Despite the tariff uncertainty impacting the solar market, the Biden administration, federal agencies, and Congress are all working diligently to remove additional barriers to renewable development:
- On April 14, 2022, the White House Council on Environmental Quality (CEQ) proposed reforms to the National Environmental Policy Act (NEPA). The changes are an effort to restore NEPA following the cutbacks on environmental regulations made by the previous administration. One amendment requires agencies to consider the cumulative environmental impacts of multiple large infrastructure projects, rather than evaluating each project in isolation.
- Another notable change involves repealing the ceiling provision that established NEPA as the maximum regulatory review. NEPA will now be considered a “floor,” meaning that additional environmental reviews can be done by federal agencies. While NEPA’s regulatory review mainly pertains to projects that are executed by federal agencies, utilize federal funding, or are developed on federal land, it will still have a larger impact on renewable development in the U.S. as developers face increasing multi-year delays in environmental permitting. The CEQ is expected to soon make additional changes to NEPA that address environmental justice more directly.
- Efforts to reform NEPA further highlight the delicate balance the Biden administration must strive for – ensuring a robust permitting process to prevent further environmental harm to disadvantaged communities, while also increasing renewable development to meet the country’s aggressive clean energy goals.
- On April 21, 2022, the Federal Energy Regulatory Commission (FERC) issued a proposed rule on regional transmission planning and cost allocation that will facilitate interregional cooperation to better integrate renewables into the U.S. grid. The proposed rule was approved by a 4-1 vote, with Commissioner Danly as the dissenting voice.
- The proposal requires public utility transmission providers to take a long-term regional approach to transmission planning to help identify opportunities to “right-size” replacement transmission facilities.

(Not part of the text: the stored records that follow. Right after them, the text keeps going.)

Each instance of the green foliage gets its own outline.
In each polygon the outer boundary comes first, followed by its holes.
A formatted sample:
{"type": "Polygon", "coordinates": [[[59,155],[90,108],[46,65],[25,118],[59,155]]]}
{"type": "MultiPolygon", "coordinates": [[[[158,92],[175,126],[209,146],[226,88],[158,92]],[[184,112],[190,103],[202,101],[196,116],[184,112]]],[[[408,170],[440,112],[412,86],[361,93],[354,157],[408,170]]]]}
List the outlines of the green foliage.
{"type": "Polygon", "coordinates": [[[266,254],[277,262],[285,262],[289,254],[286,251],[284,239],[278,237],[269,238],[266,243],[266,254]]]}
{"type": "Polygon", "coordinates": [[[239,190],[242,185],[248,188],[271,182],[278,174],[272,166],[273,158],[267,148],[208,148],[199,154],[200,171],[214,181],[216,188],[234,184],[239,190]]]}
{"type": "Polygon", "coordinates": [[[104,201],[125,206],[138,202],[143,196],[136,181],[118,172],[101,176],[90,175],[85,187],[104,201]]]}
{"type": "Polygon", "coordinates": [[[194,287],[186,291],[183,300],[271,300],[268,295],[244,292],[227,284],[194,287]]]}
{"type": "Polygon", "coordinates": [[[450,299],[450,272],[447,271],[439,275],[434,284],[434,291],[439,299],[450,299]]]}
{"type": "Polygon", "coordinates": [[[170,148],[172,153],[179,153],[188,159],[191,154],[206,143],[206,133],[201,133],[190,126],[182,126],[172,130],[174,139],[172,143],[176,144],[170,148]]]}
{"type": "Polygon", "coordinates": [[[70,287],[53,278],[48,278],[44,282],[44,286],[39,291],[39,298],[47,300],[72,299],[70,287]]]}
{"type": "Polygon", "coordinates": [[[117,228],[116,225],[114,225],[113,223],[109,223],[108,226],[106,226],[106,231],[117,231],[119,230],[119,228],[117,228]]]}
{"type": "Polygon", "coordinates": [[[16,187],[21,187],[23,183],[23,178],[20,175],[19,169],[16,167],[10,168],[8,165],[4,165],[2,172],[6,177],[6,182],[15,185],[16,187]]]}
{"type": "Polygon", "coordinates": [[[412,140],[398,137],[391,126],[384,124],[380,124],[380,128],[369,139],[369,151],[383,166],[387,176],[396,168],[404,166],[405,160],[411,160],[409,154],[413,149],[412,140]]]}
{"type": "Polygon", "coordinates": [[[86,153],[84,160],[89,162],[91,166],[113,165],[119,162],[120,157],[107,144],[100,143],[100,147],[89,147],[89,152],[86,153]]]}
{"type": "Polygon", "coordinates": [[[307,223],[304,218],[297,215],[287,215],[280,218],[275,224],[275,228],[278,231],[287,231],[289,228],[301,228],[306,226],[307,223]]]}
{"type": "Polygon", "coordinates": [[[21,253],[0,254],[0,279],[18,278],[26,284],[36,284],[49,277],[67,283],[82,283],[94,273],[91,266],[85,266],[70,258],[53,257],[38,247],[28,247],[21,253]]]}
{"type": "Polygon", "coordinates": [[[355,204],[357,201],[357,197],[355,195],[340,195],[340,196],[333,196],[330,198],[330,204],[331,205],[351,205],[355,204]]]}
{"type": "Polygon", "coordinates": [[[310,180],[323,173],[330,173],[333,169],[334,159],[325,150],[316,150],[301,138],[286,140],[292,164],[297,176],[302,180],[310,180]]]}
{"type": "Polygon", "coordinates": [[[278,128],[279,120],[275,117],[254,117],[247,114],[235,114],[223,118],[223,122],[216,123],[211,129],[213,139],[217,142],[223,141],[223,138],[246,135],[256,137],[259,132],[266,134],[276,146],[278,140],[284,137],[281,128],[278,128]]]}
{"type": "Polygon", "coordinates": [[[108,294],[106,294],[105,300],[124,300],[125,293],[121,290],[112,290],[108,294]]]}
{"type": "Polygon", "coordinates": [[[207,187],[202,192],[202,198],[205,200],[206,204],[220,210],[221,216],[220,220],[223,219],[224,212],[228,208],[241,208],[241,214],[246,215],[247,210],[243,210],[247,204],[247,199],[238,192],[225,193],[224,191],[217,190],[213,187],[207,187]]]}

Interconnection reforms–a significant issue for renewable developers facing increasing project delays and interconnection costs–will be addressed in a subsequent proposed rule.
- According to a briefing from Lawrence Berkeley National Laboratory, interconnection wait times are increasing, with the typical duration from interconnection request to commercial operation exceeding 3 years. If approved, these rules would allow more renewable projects to connect to the transmission system, while also ensuring costs of transmission projects are reasonable for consumers. A final decision is anticipated at the end of 2022.
- Sen. Joe Manchin (D-WV), who serves as the Chair of the Senate Committee on Energy and Natural Resources, continues to meet with lawmakers to gauge interest for a bipartisan bill to address “our nation’s climate and energy security needs head on.”
- While Manchin does not support the stalled Build Back Better Act (BBB) due to the social spending provisions, he has indicated his support for the climate-related measures in the bill. While bipartisan legislation is likely to still include tax credits for clean energy, this bill is expected to contain more fossil fuel-friendly provisions. The legislation would need 60 votes to pass in the Senate and will therefore require Republican support. That said, Senate Majority Leader Chuck Schumer maintains that the only way to address inflation concerns is to move forward with reconciliation.
- Since the start of bipartisan discussions in late April, legislators such as Sen. Pat Toomey of Pennsylvania remain “deeply skeptical” that a bipartisan deal will be reached, especially in light of the upcoming midterm elections. While Manchin himself has not conceded that a bipartisan bill is improbable, he did acknowledge that it will be difficult to pass due to the reluctance of Senate Republicans to raise taxes. A possible silver lining for renewable energy buyers – renewable tax credit extensions have passed with bipartisan support in the past.